Crítica: The Old Man & The Gun (2018)

The Old Man & The Gun

Antes da crítica em si, um breve testemunho: Lá pelos meados dos anos oitenta, na mesma época do boom do VHS no Brasil, foi quando comecei a descobrir uma das maiores paixões da minha vida: o cinema. Eu tinha meus oito, nove anos de idade, e meus ídolos eram Arnold Schwarzenegger e Sylvester Stallone, simplesmente pelo fato de que O Predador e Rocky IV eram os principais filmes disponíveis nas locadoras nesta época. Eu reprisava esses filmes diariamente, assim como alguns outros exemplares do cinema de ação e aventura que viriam logo depois, como por exemplo as franquias Karatê Kid e Indiana Jones. Êta época boa…

Entretanto, me lembro nitidamente de um dia, quando meu pai alugou um filme na locadora perto de casa e resolveu assistir. Eu já todo empolgado me coloquei a perguntar que filme era e meu pai respondeu que era um filme que ele tinha visto no cinema anos atrás, e que eu provavelmente não iria gostar. O filme era o western dramático Mais Forte Que a Vingança (Jeremiah Johnson), filme dirigido pelo falecido Sidney Pollack em 1972, e protagonizado por Robert Redford. Realmente quando o filme começou, não chamou minha atenção, afinal, não é mesmo um filme que tem atrativos para uma criança. Contudo, algo me prendeu, e surpreendentemente (até para o meu pai, creio eu), eu assisti o filme inteiro. E gostei muito! Pouco tempo depois, outro momento semelhante ocorreu com o filme Um Homem Fora de Série (The Natural, 1984), filme protagonizado por quem?? Robert Redford mais uma vez.

O motivo deste breve testemunho é para ilustrar que Redford, desde aquele dia na década de oitenta, passou a ser figura presente na minha memória afetiva de cinéfilo, e sua carreira tem sido acompanhada por mim com afinco, desde então.

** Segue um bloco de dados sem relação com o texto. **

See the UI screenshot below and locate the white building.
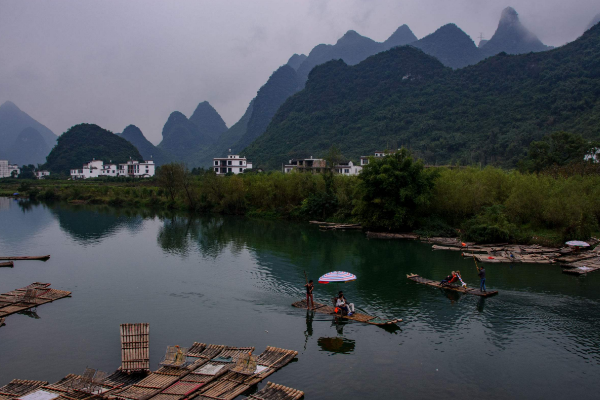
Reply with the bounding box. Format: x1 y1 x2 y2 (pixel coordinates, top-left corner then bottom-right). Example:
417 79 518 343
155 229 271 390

Logo, é com uma pitada de tristeza e saudosismo que tenho a possibilidade de escrever uma crítica de seu filme de despedida antes de sua aposentadoria do cinema, este The Old Man & The Gun (EUA, 2018), uma verdadeira carta de amor a esta lenda cinematográfica, que serve como um perfeito filme de encerramento da carreira de um profissional que há muito deixou de ser apenas um ator e se tornou um ícone.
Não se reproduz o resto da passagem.